Primero, la idea del candidato libertario que llegó para romper la estructura. Una falacia que no resiste análisis cuando se estudia la genealógica de un ex priista cuya estructura sigue firmemente enraizada en lo más arcaico de la política local. Porque El Bronco juega con la ilusión y el hambre de un electorado necesitado de muchas cosas. Somos (los ciudadanos) como esos mecánicos que cenan con las uñas sucias porque se habituaron a eso, ya ni se las limpian porque cada jornada volverán a  mancharse de grasa y se resignan.

Y El Bronco leyó esta urgencia y hundió su cuña sobre una psiquis tan endeble como poco preparada. ¿Cuánto nos interesa la política? Poco y nada. Leemos algo y siempre priorizamos lo superficial y deportivo sobre lo demás. Con la retórica del independiente aprovechó una coyuntura y amplió su debate gracias a frases básicas y lugares comunes.

Segundo, su base electoral es una fantasía arrogante. ¿Por qué? Las reglas de su juego se plantean en las redes sociales. Nicho donde la elite regiomontana se retroalimenta con situaciones y decisiones que nunca ocurrirán. Quienes opinan en las redes son inertes en la calle. Dan un like, pero nunca caminan una protesta.

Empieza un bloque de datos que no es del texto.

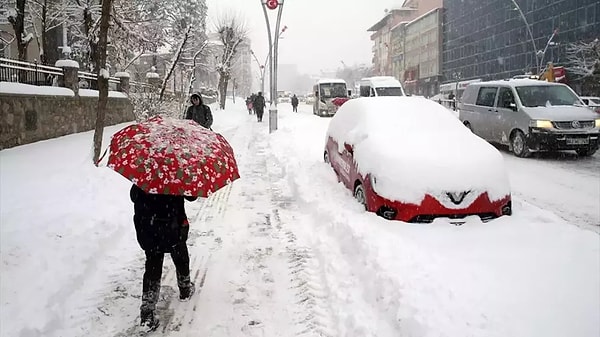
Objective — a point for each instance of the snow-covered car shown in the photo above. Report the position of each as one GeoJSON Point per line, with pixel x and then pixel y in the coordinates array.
{"type": "Point", "coordinates": [592, 102]}
{"type": "Point", "coordinates": [408, 159]}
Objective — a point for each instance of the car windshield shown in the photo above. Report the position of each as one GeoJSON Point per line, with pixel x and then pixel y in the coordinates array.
{"type": "Point", "coordinates": [545, 95]}
{"type": "Point", "coordinates": [389, 91]}
{"type": "Point", "coordinates": [595, 100]}
{"type": "Point", "coordinates": [331, 90]}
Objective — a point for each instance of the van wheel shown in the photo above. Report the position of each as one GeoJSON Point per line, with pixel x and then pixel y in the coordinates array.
{"type": "Point", "coordinates": [519, 145]}
{"type": "Point", "coordinates": [585, 152]}
{"type": "Point", "coordinates": [360, 195]}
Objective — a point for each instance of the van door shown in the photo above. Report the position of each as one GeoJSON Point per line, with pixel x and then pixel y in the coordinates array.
{"type": "Point", "coordinates": [507, 115]}
{"type": "Point", "coordinates": [484, 116]}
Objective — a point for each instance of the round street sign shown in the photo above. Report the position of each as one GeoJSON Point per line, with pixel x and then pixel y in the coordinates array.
{"type": "Point", "coordinates": [272, 4]}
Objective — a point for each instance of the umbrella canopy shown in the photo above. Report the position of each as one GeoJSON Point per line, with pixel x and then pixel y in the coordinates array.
{"type": "Point", "coordinates": [164, 155]}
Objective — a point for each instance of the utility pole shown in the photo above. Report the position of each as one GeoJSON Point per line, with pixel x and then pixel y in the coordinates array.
{"type": "Point", "coordinates": [273, 45]}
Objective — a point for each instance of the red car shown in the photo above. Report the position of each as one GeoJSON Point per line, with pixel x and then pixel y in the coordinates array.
{"type": "Point", "coordinates": [409, 159]}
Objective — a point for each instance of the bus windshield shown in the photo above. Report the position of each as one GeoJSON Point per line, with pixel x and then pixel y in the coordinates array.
{"type": "Point", "coordinates": [332, 90]}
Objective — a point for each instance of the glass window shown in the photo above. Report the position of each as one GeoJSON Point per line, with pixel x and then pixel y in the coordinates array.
{"type": "Point", "coordinates": [546, 95]}
{"type": "Point", "coordinates": [486, 96]}
{"type": "Point", "coordinates": [505, 98]}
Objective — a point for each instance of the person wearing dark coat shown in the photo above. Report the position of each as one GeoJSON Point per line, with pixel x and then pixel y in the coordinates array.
{"type": "Point", "coordinates": [199, 112]}
{"type": "Point", "coordinates": [295, 103]}
{"type": "Point", "coordinates": [161, 226]}
{"type": "Point", "coordinates": [259, 106]}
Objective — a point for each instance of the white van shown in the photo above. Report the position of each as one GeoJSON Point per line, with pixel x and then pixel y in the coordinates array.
{"type": "Point", "coordinates": [380, 86]}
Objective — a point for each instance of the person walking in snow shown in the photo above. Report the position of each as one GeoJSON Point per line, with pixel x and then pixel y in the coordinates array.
{"type": "Point", "coordinates": [295, 103]}
{"type": "Point", "coordinates": [199, 112]}
{"type": "Point", "coordinates": [161, 227]}
{"type": "Point", "coordinates": [259, 106]}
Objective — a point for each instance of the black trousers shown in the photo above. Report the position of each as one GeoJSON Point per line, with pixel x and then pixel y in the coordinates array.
{"type": "Point", "coordinates": [153, 273]}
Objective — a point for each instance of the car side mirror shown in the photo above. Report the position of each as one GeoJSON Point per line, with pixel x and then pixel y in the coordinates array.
{"type": "Point", "coordinates": [349, 148]}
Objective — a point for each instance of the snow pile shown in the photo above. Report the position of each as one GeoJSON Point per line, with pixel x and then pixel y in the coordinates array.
{"type": "Point", "coordinates": [121, 74]}
{"type": "Point", "coordinates": [527, 275]}
{"type": "Point", "coordinates": [413, 146]}
{"type": "Point", "coordinates": [28, 89]}
{"type": "Point", "coordinates": [67, 64]}
{"type": "Point", "coordinates": [95, 93]}
{"type": "Point", "coordinates": [104, 73]}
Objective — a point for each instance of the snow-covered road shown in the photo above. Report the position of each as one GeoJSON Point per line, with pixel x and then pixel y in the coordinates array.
{"type": "Point", "coordinates": [286, 251]}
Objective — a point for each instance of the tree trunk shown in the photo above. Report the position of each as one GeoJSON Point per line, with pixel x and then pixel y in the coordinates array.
{"type": "Point", "coordinates": [18, 25]}
{"type": "Point", "coordinates": [102, 81]}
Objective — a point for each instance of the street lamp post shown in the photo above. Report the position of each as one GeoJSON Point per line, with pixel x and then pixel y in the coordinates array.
{"type": "Point", "coordinates": [272, 58]}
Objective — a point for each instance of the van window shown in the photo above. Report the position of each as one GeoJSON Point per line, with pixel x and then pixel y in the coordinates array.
{"type": "Point", "coordinates": [543, 95]}
{"type": "Point", "coordinates": [505, 98]}
{"type": "Point", "coordinates": [486, 96]}
{"type": "Point", "coordinates": [391, 91]}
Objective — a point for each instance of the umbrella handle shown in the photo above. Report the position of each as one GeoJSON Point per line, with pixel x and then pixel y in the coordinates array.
{"type": "Point", "coordinates": [102, 156]}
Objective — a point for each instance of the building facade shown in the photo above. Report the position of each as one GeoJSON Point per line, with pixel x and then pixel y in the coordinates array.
{"type": "Point", "coordinates": [490, 39]}
{"type": "Point", "coordinates": [387, 35]}
{"type": "Point", "coordinates": [422, 48]}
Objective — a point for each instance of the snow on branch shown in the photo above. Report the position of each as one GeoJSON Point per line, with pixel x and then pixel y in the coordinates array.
{"type": "Point", "coordinates": [584, 58]}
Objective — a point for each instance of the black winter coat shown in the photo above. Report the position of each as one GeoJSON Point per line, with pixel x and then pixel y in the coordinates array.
{"type": "Point", "coordinates": [201, 114]}
{"type": "Point", "coordinates": [160, 220]}
{"type": "Point", "coordinates": [259, 103]}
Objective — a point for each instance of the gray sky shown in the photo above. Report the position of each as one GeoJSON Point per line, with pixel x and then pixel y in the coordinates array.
{"type": "Point", "coordinates": [320, 34]}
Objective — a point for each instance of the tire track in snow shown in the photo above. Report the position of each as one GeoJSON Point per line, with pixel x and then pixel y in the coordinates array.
{"type": "Point", "coordinates": [314, 314]}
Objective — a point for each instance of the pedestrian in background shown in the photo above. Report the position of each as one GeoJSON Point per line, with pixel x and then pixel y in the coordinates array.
{"type": "Point", "coordinates": [199, 112]}
{"type": "Point", "coordinates": [295, 103]}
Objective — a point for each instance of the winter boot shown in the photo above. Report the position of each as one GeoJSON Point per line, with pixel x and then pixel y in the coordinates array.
{"type": "Point", "coordinates": [149, 322]}
{"type": "Point", "coordinates": [186, 287]}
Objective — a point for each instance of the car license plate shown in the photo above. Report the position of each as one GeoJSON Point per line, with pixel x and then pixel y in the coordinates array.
{"type": "Point", "coordinates": [578, 141]}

Por supuesto que aplaudo a los coordinadores de Rodríguez por visualizar esa oportunidad. Con los millones de pesos  que un sector industrial le obsequió y que invirtieron en cientos de personas dedicadas exclusivamente a inflar las redes. Guerra sucia, noticieros web y mucha propaganda que le ganó por paliza al resto de los partidos. Pero lo cierto es… que toda esta parafernalia genera opinión, pero se diluye en el aire. ¿Por qué? Los mayores consumidores de esta información son los jóvenes. Mismo segmento que disfruta de estas confrontaciones ideológicas y multiplica memes para después… simplemente no votar y aplicar su típico valemadrismo juvenil a unas estadísticas que siguen posicionándolos como el sector con más abstencionismo a la hora del sufragio.

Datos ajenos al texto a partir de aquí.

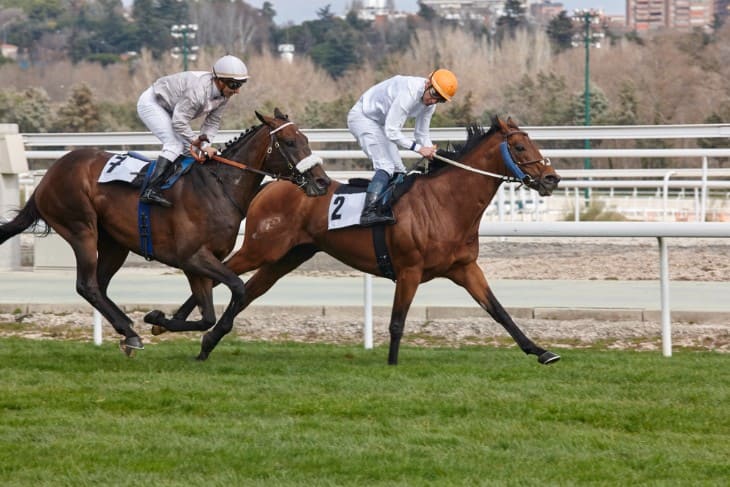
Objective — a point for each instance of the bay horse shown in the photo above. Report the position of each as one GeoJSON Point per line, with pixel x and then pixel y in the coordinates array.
{"type": "Point", "coordinates": [100, 221]}
{"type": "Point", "coordinates": [436, 234]}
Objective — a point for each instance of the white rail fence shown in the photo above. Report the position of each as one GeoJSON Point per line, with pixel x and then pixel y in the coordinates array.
{"type": "Point", "coordinates": [660, 231]}
{"type": "Point", "coordinates": [700, 180]}
{"type": "Point", "coordinates": [511, 200]}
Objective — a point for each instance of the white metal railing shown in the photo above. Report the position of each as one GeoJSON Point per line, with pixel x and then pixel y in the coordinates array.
{"type": "Point", "coordinates": [591, 229]}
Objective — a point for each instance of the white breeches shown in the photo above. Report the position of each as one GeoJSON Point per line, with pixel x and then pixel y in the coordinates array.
{"type": "Point", "coordinates": [373, 141]}
{"type": "Point", "coordinates": [159, 122]}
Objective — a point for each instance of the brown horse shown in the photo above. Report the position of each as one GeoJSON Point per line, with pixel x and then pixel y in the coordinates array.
{"type": "Point", "coordinates": [100, 221]}
{"type": "Point", "coordinates": [436, 234]}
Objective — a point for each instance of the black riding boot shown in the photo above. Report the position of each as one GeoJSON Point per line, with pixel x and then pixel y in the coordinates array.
{"type": "Point", "coordinates": [151, 193]}
{"type": "Point", "coordinates": [375, 212]}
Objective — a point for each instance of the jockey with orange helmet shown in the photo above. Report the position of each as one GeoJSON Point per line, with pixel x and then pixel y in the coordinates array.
{"type": "Point", "coordinates": [377, 121]}
{"type": "Point", "coordinates": [172, 102]}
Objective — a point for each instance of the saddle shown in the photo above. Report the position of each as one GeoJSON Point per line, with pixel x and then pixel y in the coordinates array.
{"type": "Point", "coordinates": [132, 167]}
{"type": "Point", "coordinates": [397, 187]}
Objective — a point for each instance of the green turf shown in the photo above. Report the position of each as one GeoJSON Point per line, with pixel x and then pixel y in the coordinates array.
{"type": "Point", "coordinates": [317, 415]}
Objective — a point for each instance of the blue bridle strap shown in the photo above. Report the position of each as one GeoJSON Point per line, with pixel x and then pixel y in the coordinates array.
{"type": "Point", "coordinates": [510, 163]}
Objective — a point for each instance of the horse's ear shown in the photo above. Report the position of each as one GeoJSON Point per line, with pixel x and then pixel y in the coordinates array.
{"type": "Point", "coordinates": [278, 114]}
{"type": "Point", "coordinates": [504, 127]}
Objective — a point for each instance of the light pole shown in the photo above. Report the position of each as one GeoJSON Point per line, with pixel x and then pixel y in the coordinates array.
{"type": "Point", "coordinates": [588, 17]}
{"type": "Point", "coordinates": [186, 32]}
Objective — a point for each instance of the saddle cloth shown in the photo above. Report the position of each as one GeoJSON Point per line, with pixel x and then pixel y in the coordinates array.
{"type": "Point", "coordinates": [132, 167]}
{"type": "Point", "coordinates": [345, 207]}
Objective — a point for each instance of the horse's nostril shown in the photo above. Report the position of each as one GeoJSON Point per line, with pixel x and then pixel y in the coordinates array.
{"type": "Point", "coordinates": [552, 179]}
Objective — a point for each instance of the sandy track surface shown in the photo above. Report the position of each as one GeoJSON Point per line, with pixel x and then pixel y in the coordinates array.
{"type": "Point", "coordinates": [577, 259]}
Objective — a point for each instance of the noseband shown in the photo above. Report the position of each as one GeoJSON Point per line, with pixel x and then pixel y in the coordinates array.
{"type": "Point", "coordinates": [518, 175]}
{"type": "Point", "coordinates": [297, 172]}
{"type": "Point", "coordinates": [516, 167]}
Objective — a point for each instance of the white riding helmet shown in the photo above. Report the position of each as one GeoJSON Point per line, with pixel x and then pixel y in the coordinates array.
{"type": "Point", "coordinates": [230, 67]}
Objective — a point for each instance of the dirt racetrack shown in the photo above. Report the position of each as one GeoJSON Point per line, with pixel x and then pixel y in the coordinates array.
{"type": "Point", "coordinates": [547, 258]}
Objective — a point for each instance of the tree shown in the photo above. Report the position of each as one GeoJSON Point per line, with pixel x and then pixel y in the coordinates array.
{"type": "Point", "coordinates": [560, 31]}
{"type": "Point", "coordinates": [30, 109]}
{"type": "Point", "coordinates": [80, 113]}
{"type": "Point", "coordinates": [514, 18]}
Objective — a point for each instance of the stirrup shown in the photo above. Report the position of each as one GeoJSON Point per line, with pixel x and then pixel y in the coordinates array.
{"type": "Point", "coordinates": [371, 218]}
{"type": "Point", "coordinates": [152, 197]}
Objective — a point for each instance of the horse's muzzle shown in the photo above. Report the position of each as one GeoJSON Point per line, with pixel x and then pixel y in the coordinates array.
{"type": "Point", "coordinates": [546, 184]}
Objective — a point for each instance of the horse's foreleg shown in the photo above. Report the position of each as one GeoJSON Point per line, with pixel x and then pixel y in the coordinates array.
{"type": "Point", "coordinates": [260, 282]}
{"type": "Point", "coordinates": [202, 296]}
{"type": "Point", "coordinates": [405, 289]}
{"type": "Point", "coordinates": [471, 278]}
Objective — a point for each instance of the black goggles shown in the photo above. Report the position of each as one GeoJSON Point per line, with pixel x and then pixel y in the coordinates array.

Tercero, Nuevo León y los grupos de poder que lo controlan juguetean con El Bronco como un medio para un fin. Si los matutinos lo posicionan en las encuestas es para pegarle al PRI o al PAN. Su utilidad se proporciona según la necesidad de ubicar primero a Ivonne o Felipe. Direccionan el voto útil y animan un escenario donde Elizondo ya entendió las reglas, pero Rodríguez sigue empecinado en disfrazarse con un traje que no le queda.

Cuarto, nunca será gobernador porque su bipolaridad tiene límites. Con una independencia para enamorar adolescentes, pero con una clara relación con caciques priistas y empresariales que le facilitan logística y recursos. Entonces, si El Bronco no es lo que dice ser, ¿qué hará el electorado y los grupos de poder?  Fácil, apoyar a los de siempre (PAN/PRI) y controlar los imponderables.